Como já escrevi e disse em outros momentos e lugares, o sistema de distribuição de riqueza implementado na nossa Região está a funcionar em sentido inverso ao desejado. Ou seja, está a tirar aos mais pobres e remediados para dar ao mais ricos e bem instalados. Esse é um facto comprovado pelos números, não é uma perceção apenas minha ou uma interpretação de um malicioso liberal. É um facto inegável, irrefutável. Manter isso não faz qualquer sentido.
Foram e estão a ser distribuídos sob a forma de incentivos ao investimento e ajudas à perca de rendimento (uma espécie de RSI  dos abastados) a quem anda à volta do sistema a falar dele, a avaliar os projetos, a fazer os projetos e a construir o regime, milhões e milhões de euros em nome do combate à pobreza, à exclusão, à precariedade, em nome da criação de emprego, da valorização de ativos humanos, da reconversão das massa proletária e muitas outras coisas bonitas q1ue nunca funcionaram. Se não forem alterados os métodos, não serão alterados os resultados. Mais dinheiro gasto, mais pobres, mais precariedade, mais exclusão, mais pobreza, mais alcoolismo, mais toxicodependência, e mais e mais e mais.
A palavra-chave, neste processo sociológico é: Inserção. Se analisarmos um qualquer diploma sobre incentivos ao investimento, ao empreendedorismo, até mesmo os que criaram o microcrédito, facilmente podemos encontrar dezenas de fatores de exclusão social. Atenção, esses diplomas são feitos por socialistas e social-democratas desde 1986, ou seja desde a adesão de Portugal á então CEE. Antes disso, na chamada pré-adesão, também.
Este sistema “engole vorazmente” recursos financeiros, destrói valor ao invés de o criar, constrói ressentimentos em lugar de esperanças, afasta os cidadãos da participação cívica em vez de os envolver nas decisões, faz medrar populismos em lugar de construir uma sociedade democrática liberal e justa.
Que o fogo abrase os que não querem ver e mudar que nós os outros já ardemos nas teias dos resultados desastrosos das suas decisões.
Ponta Delgada, 25 de Outubro de 2018

22 de outubro de 2018

Orçamento para ano de eleições



Em 2019 vamos a votos duas vezes. É verdade vamos escolher os nossos representantes no Parlamento Europeu e vamos escolher os Deputados que irão representar os Açorianos na Assembleia da República. Se faltasse alguma justificação para as normas e intenções plasmadas na proposta do orçamento de estado para 2019 estes dois atos eleitorais, num só ano, serviriam bastante para o fazer.
Há um indício de eleitoralismo nesta proposta de orçamento de Estado para 2019. Aliás há vários. Mas, o primeiro e mais relevante nem sequer está plasmado no seu articulado. O indicio maior e mais claro de eleitoralismo da proposta de Orçamento de Estado que agora se discute reside no fato de Mário Centeno ter começado por apresenta-lo dizendo que este “não é  um orçamento eleitoralista”.

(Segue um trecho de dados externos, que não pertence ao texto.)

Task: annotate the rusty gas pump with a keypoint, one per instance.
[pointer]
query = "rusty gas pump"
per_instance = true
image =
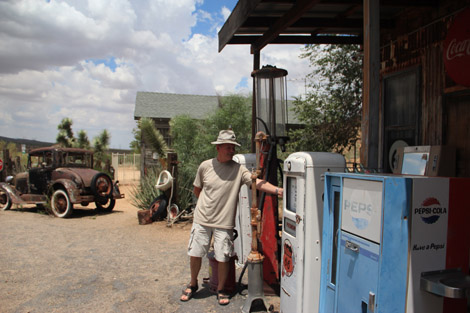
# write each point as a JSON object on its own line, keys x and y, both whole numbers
{"x": 271, "y": 113}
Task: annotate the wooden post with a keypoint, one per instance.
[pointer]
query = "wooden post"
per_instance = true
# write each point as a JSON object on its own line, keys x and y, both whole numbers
{"x": 371, "y": 86}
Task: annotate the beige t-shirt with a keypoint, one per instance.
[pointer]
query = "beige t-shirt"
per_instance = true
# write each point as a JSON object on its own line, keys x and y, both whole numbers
{"x": 220, "y": 184}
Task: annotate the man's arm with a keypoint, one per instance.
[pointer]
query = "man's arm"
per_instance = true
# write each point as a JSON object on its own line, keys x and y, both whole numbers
{"x": 267, "y": 187}
{"x": 197, "y": 191}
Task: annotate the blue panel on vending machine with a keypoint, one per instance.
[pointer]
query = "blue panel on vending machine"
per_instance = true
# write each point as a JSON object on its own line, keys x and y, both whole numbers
{"x": 384, "y": 235}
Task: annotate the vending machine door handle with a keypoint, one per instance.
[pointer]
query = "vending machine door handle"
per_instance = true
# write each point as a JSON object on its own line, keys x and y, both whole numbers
{"x": 371, "y": 302}
{"x": 352, "y": 246}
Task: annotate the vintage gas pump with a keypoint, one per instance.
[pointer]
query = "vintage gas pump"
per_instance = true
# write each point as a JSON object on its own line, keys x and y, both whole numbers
{"x": 302, "y": 221}
{"x": 242, "y": 245}
{"x": 395, "y": 244}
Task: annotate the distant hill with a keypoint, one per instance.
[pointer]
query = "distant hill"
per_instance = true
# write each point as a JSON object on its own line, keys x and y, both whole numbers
{"x": 31, "y": 144}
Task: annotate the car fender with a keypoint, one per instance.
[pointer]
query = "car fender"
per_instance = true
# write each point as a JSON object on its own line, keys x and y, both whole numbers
{"x": 13, "y": 192}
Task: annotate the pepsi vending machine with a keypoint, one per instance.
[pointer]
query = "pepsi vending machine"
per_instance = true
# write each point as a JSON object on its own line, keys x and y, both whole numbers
{"x": 395, "y": 244}
{"x": 302, "y": 228}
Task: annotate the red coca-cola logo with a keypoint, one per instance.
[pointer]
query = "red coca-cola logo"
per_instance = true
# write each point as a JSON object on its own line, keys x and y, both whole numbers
{"x": 457, "y": 49}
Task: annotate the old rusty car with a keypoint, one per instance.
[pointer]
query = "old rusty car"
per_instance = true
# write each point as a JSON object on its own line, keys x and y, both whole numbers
{"x": 59, "y": 178}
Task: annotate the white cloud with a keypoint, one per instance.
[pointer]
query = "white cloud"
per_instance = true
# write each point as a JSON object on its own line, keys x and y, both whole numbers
{"x": 50, "y": 68}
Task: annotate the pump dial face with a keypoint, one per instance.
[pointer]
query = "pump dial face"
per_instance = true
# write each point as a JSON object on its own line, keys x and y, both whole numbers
{"x": 291, "y": 204}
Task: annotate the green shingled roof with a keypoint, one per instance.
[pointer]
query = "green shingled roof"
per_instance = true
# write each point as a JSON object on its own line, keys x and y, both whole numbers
{"x": 168, "y": 105}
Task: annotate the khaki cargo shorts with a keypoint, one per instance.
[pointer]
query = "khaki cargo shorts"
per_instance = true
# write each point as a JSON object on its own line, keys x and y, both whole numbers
{"x": 200, "y": 240}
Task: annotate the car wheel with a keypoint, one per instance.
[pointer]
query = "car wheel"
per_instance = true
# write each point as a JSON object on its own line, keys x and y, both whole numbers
{"x": 105, "y": 206}
{"x": 60, "y": 203}
{"x": 5, "y": 200}
{"x": 102, "y": 186}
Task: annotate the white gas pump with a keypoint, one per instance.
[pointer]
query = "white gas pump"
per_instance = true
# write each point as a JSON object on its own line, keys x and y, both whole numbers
{"x": 302, "y": 228}
{"x": 242, "y": 245}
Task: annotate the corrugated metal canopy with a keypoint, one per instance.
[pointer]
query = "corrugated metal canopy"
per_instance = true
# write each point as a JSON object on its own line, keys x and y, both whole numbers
{"x": 262, "y": 22}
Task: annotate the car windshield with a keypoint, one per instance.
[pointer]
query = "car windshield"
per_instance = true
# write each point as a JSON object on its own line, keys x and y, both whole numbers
{"x": 41, "y": 160}
{"x": 74, "y": 159}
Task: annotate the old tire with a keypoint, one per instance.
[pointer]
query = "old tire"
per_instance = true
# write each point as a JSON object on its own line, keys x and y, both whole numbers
{"x": 60, "y": 204}
{"x": 102, "y": 187}
{"x": 105, "y": 206}
{"x": 5, "y": 200}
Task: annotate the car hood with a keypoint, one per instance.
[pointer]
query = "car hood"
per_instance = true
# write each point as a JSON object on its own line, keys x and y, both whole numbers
{"x": 84, "y": 174}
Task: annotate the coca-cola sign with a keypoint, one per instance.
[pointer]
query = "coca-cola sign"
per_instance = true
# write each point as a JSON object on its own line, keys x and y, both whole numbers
{"x": 457, "y": 49}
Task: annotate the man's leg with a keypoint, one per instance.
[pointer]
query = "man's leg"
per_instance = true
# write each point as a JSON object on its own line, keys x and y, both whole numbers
{"x": 223, "y": 269}
{"x": 223, "y": 248}
{"x": 195, "y": 266}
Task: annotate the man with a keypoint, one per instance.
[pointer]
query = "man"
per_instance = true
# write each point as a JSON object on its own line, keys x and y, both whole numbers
{"x": 216, "y": 186}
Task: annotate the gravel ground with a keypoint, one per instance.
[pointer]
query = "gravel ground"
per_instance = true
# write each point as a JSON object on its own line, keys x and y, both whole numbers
{"x": 99, "y": 263}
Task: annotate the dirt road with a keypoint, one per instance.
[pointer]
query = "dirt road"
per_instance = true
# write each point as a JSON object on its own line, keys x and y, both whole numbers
{"x": 98, "y": 263}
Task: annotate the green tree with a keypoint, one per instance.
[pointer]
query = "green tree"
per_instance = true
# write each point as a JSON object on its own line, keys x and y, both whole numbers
{"x": 331, "y": 109}
{"x": 145, "y": 193}
{"x": 65, "y": 136}
{"x": 82, "y": 140}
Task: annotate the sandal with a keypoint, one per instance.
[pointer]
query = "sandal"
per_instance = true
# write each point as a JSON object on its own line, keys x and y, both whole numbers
{"x": 222, "y": 297}
{"x": 188, "y": 294}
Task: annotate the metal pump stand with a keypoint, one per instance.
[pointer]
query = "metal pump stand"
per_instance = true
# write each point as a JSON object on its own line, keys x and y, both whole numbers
{"x": 255, "y": 258}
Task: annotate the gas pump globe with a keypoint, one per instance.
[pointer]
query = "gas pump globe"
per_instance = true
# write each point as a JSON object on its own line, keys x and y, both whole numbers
{"x": 271, "y": 102}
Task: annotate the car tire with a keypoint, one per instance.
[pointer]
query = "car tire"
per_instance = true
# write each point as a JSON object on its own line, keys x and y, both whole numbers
{"x": 107, "y": 206}
{"x": 5, "y": 200}
{"x": 102, "y": 187}
{"x": 60, "y": 204}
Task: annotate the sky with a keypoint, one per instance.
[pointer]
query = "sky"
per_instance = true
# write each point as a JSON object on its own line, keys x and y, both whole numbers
{"x": 87, "y": 59}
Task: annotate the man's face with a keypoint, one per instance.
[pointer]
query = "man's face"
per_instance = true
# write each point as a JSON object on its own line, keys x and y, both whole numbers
{"x": 225, "y": 152}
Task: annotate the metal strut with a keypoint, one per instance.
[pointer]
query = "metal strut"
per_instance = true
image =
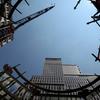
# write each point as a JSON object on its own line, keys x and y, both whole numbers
{"x": 14, "y": 8}
{"x": 25, "y": 20}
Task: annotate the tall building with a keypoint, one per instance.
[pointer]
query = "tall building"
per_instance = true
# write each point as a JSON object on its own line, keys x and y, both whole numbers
{"x": 58, "y": 82}
{"x": 6, "y": 27}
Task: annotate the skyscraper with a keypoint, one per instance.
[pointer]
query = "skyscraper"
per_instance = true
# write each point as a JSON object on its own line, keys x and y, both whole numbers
{"x": 58, "y": 82}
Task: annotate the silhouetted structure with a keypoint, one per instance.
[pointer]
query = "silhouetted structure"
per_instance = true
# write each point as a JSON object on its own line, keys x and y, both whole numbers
{"x": 97, "y": 58}
{"x": 57, "y": 85}
{"x": 7, "y": 25}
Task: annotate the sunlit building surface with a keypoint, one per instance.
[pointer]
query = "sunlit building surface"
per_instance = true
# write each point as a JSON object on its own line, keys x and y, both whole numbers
{"x": 6, "y": 27}
{"x": 58, "y": 82}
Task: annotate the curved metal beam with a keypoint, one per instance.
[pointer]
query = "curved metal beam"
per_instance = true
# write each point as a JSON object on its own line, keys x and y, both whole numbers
{"x": 56, "y": 91}
{"x": 14, "y": 8}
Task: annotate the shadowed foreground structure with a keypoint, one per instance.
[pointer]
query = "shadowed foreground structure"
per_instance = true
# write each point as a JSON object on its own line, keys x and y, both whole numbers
{"x": 56, "y": 83}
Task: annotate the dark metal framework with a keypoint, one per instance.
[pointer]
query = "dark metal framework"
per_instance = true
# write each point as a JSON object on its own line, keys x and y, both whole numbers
{"x": 7, "y": 30}
{"x": 96, "y": 16}
{"x": 13, "y": 82}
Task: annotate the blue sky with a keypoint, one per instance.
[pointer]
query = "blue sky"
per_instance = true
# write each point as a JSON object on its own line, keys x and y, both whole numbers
{"x": 61, "y": 32}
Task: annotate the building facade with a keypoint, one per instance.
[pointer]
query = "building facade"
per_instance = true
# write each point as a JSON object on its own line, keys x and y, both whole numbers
{"x": 62, "y": 82}
{"x": 58, "y": 82}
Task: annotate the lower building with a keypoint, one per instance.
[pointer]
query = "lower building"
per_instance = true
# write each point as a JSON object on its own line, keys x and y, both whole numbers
{"x": 62, "y": 82}
{"x": 58, "y": 82}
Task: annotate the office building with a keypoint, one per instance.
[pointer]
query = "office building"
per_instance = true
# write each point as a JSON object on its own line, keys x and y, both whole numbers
{"x": 58, "y": 82}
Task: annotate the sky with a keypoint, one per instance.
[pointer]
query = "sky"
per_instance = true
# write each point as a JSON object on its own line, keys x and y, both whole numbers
{"x": 62, "y": 32}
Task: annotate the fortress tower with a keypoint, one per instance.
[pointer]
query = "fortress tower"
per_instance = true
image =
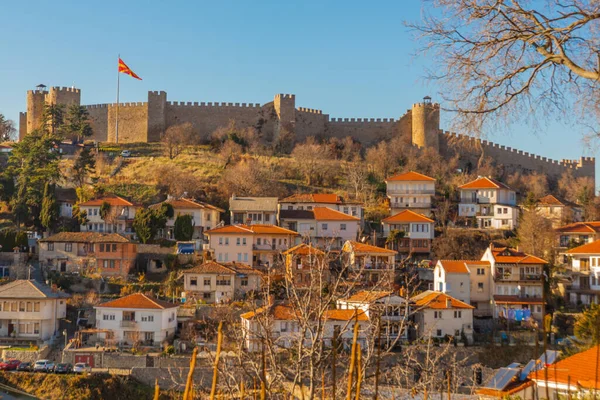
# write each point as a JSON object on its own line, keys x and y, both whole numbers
{"x": 37, "y": 99}
{"x": 285, "y": 108}
{"x": 426, "y": 124}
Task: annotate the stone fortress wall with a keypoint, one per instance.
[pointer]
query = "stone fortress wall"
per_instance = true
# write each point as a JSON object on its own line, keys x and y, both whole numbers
{"x": 147, "y": 122}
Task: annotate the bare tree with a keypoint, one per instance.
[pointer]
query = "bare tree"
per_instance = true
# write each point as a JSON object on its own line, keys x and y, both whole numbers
{"x": 510, "y": 60}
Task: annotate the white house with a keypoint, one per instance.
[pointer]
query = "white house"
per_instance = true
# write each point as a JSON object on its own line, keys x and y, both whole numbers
{"x": 30, "y": 311}
{"x": 138, "y": 318}
{"x": 391, "y": 308}
{"x": 119, "y": 216}
{"x": 301, "y": 202}
{"x": 585, "y": 273}
{"x": 439, "y": 315}
{"x": 410, "y": 191}
{"x": 214, "y": 282}
{"x": 204, "y": 216}
{"x": 259, "y": 245}
{"x": 517, "y": 286}
{"x": 253, "y": 210}
{"x": 409, "y": 233}
{"x": 491, "y": 203}
{"x": 283, "y": 323}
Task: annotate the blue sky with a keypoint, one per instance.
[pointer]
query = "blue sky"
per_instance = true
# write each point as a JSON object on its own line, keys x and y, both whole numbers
{"x": 350, "y": 58}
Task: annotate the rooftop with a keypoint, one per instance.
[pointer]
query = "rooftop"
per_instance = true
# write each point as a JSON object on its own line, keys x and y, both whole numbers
{"x": 410, "y": 176}
{"x": 138, "y": 301}
{"x": 28, "y": 289}
{"x": 484, "y": 183}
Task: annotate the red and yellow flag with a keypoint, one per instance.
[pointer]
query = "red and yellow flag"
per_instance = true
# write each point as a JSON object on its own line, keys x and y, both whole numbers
{"x": 123, "y": 68}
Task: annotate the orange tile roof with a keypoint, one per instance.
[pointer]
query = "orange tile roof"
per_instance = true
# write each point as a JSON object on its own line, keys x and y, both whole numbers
{"x": 407, "y": 216}
{"x": 580, "y": 227}
{"x": 410, "y": 176}
{"x": 368, "y": 296}
{"x": 581, "y": 368}
{"x": 328, "y": 214}
{"x": 507, "y": 255}
{"x": 438, "y": 301}
{"x": 138, "y": 301}
{"x": 484, "y": 183}
{"x": 110, "y": 199}
{"x": 327, "y": 198}
{"x": 357, "y": 247}
{"x": 345, "y": 315}
{"x": 189, "y": 203}
{"x": 589, "y": 248}
{"x": 230, "y": 268}
{"x": 251, "y": 229}
{"x": 304, "y": 249}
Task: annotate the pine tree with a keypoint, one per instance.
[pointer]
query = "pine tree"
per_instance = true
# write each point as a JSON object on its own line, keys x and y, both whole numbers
{"x": 49, "y": 212}
{"x": 184, "y": 228}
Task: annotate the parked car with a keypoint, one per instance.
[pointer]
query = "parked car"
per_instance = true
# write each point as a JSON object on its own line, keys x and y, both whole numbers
{"x": 43, "y": 366}
{"x": 82, "y": 368}
{"x": 25, "y": 366}
{"x": 63, "y": 368}
{"x": 9, "y": 365}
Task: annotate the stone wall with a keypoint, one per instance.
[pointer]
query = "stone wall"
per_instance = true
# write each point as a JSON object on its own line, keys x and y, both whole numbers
{"x": 25, "y": 355}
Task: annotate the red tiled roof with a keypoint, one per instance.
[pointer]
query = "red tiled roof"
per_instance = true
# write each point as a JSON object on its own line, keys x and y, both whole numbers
{"x": 138, "y": 301}
{"x": 407, "y": 216}
{"x": 111, "y": 199}
{"x": 580, "y": 370}
{"x": 345, "y": 315}
{"x": 507, "y": 255}
{"x": 368, "y": 296}
{"x": 580, "y": 227}
{"x": 438, "y": 301}
{"x": 327, "y": 198}
{"x": 304, "y": 249}
{"x": 589, "y": 248}
{"x": 484, "y": 183}
{"x": 410, "y": 176}
{"x": 86, "y": 237}
{"x": 357, "y": 247}
{"x": 328, "y": 214}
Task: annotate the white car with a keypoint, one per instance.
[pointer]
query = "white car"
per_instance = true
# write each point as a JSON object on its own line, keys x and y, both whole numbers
{"x": 43, "y": 366}
{"x": 82, "y": 368}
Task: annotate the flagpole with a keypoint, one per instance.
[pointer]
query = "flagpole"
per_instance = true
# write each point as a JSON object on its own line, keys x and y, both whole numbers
{"x": 117, "y": 113}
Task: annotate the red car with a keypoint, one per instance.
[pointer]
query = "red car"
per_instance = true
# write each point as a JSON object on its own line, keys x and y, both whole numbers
{"x": 9, "y": 365}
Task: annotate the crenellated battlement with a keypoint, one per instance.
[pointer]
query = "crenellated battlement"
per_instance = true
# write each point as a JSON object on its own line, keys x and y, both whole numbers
{"x": 212, "y": 104}
{"x": 362, "y": 120}
{"x": 65, "y": 89}
{"x": 309, "y": 110}
{"x": 569, "y": 164}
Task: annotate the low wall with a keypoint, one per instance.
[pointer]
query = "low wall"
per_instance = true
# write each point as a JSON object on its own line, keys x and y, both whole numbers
{"x": 26, "y": 355}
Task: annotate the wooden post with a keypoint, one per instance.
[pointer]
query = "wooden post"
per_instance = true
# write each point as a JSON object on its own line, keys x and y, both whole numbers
{"x": 213, "y": 390}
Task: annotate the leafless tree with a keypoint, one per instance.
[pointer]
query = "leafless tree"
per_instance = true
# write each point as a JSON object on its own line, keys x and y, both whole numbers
{"x": 511, "y": 60}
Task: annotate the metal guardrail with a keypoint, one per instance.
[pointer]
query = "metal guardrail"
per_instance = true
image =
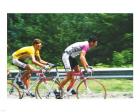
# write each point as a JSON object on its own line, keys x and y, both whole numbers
{"x": 107, "y": 73}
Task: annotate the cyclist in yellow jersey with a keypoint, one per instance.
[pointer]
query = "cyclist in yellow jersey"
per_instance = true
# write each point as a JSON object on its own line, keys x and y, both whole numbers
{"x": 28, "y": 52}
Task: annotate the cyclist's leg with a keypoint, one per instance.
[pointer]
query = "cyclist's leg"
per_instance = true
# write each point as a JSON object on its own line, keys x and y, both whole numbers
{"x": 66, "y": 62}
{"x": 76, "y": 68}
{"x": 72, "y": 80}
{"x": 27, "y": 74}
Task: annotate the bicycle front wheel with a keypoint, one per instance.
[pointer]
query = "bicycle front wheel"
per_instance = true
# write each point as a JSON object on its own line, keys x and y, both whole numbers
{"x": 45, "y": 89}
{"x": 13, "y": 91}
{"x": 91, "y": 88}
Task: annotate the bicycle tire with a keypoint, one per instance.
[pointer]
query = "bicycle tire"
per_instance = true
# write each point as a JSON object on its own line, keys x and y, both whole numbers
{"x": 45, "y": 88}
{"x": 13, "y": 91}
{"x": 91, "y": 88}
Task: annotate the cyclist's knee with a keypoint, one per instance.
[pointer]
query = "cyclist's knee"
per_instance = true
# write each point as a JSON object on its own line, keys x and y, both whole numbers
{"x": 29, "y": 67}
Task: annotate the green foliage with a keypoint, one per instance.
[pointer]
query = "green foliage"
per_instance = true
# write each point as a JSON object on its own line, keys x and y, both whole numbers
{"x": 114, "y": 31}
{"x": 122, "y": 58}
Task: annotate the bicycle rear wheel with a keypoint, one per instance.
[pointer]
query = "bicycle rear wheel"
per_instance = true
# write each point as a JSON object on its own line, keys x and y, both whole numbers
{"x": 45, "y": 89}
{"x": 91, "y": 88}
{"x": 13, "y": 91}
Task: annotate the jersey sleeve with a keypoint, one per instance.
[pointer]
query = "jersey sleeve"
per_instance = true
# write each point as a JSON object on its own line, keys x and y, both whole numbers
{"x": 85, "y": 48}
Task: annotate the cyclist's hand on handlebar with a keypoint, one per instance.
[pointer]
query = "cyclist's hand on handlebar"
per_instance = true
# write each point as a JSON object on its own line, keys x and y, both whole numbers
{"x": 46, "y": 67}
{"x": 89, "y": 69}
{"x": 51, "y": 64}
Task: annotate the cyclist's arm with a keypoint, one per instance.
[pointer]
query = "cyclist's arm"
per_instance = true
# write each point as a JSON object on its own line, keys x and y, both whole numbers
{"x": 83, "y": 59}
{"x": 37, "y": 62}
{"x": 41, "y": 61}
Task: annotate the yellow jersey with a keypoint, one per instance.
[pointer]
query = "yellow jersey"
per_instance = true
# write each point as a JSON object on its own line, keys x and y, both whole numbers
{"x": 25, "y": 52}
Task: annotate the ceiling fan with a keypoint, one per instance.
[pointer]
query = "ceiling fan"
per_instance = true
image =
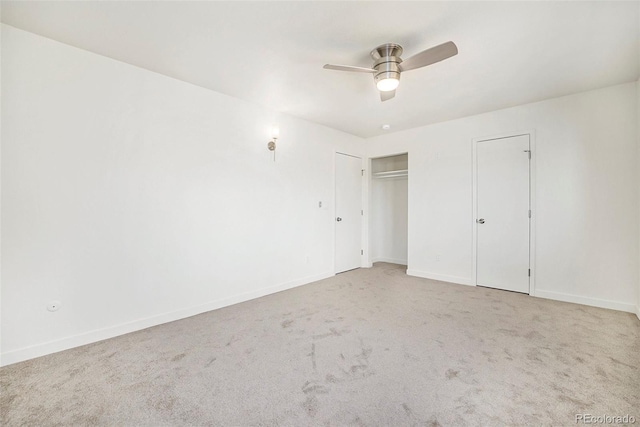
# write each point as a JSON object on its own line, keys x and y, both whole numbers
{"x": 387, "y": 64}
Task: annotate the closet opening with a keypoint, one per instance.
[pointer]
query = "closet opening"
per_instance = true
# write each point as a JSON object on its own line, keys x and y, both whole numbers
{"x": 388, "y": 220}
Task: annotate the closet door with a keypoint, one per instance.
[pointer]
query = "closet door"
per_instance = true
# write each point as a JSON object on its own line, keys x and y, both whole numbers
{"x": 348, "y": 212}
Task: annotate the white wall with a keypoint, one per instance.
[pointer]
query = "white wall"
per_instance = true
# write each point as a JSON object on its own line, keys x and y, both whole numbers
{"x": 586, "y": 194}
{"x": 638, "y": 133}
{"x": 136, "y": 199}
{"x": 388, "y": 227}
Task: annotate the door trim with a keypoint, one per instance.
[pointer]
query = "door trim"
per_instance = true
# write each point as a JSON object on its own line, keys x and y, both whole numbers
{"x": 532, "y": 203}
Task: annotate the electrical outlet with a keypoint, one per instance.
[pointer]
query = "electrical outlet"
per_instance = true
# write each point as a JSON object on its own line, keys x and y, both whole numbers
{"x": 54, "y": 305}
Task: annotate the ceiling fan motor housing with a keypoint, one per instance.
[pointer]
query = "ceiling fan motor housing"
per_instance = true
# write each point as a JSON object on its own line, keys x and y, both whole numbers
{"x": 387, "y": 61}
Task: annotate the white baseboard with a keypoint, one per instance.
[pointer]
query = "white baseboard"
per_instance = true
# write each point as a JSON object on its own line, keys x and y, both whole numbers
{"x": 390, "y": 260}
{"x": 593, "y": 302}
{"x": 440, "y": 277}
{"x": 43, "y": 349}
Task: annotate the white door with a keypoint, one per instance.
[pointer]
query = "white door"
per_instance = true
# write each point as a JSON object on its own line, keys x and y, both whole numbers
{"x": 502, "y": 222}
{"x": 348, "y": 212}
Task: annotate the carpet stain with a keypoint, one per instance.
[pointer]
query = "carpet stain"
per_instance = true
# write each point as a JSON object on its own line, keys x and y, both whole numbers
{"x": 311, "y": 388}
{"x": 286, "y": 323}
{"x": 331, "y": 378}
{"x": 407, "y": 409}
{"x": 450, "y": 374}
{"x": 310, "y": 406}
{"x": 313, "y": 356}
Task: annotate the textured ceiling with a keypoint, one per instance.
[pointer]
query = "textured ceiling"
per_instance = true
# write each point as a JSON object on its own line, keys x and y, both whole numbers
{"x": 272, "y": 53}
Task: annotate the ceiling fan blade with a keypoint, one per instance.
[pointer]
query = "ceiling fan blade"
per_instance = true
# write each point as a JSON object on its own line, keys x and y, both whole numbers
{"x": 429, "y": 56}
{"x": 348, "y": 68}
{"x": 387, "y": 95}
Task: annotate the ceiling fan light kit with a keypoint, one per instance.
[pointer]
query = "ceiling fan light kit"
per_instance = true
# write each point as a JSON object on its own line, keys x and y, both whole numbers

Mas há mais. Centeno e Sérgio Ávila foram logo enchendo a boca com o aumento das transferências do Estado para a Região como se de benesses se tratasse. Na verdade, esse aumento de transferências decorre tão só da aplicação da lei de financiamento das Regiões Autónomas, Lei Orgânica 2/2013 de 2 de setembro, nomeadamente do seu artigo 48º que como se sabe, tem por base a despesa corrente do Estado no ano anterior. Quer isso dizer que o aumento das transferências para a Região Autónoma dos Açores em cumprimento do dever de solidariedade nacional decorre do aumento da despesa corrente no orçamento o Estado de 2017 e não da boa ou má vontade de quem governa por lá ou por cá.
Ficamos também a saber que o Governo e o Partido Socialista querem promover o aumento da pista do Aeroporto da Horta mesmo que isso implique um atentado ambiental com a destruição de dois monumentos naturais e mais um outro atentado económico que é construir mais um “Elefante-branco”. É que ainda temos poucos. Depois admiram-se do Pico crescer e o Faial definhar. Enchem a boca com a palavra sustentabilidade ao mesmo tempo que untam as mãos com o cheiro do alcatrão.

Na verdade, os anos de eleições são os anos de todas as promessas. Ora vejamos um caso prático em sede de Orçamento de Estado para 2019. A páginas tantas, o Estado e a Região perderam-se de preocupações com a gente que estava habituada a vidinhas fáceis à conta dos “Amercanes” na Ilha de Nosso Senhor Jesus Cristo e toca de,  em ano de eleições regionais, que foi o de 2016, assinar uma Declaração Conjunta aproveitando a Visita Oficial que o Primeiro-ministro, confundido com o cargo de Secretário-geral do PS, fez aos Açores para lançar as bases da pré-campanha do seu partido. Andava por cá a peregrina Assunção Cristas a rezar ao Senhor Santo Cristo que lhe fizesse um milagre de arranjar um candidato que não servisse os intentos e ambições dos micaelenses mas que sossegasse as hostes vindas da Ilha dos Capitães Generais contra um perigoso revolucionário nacionalista, tido como amigo da esquerda socialista.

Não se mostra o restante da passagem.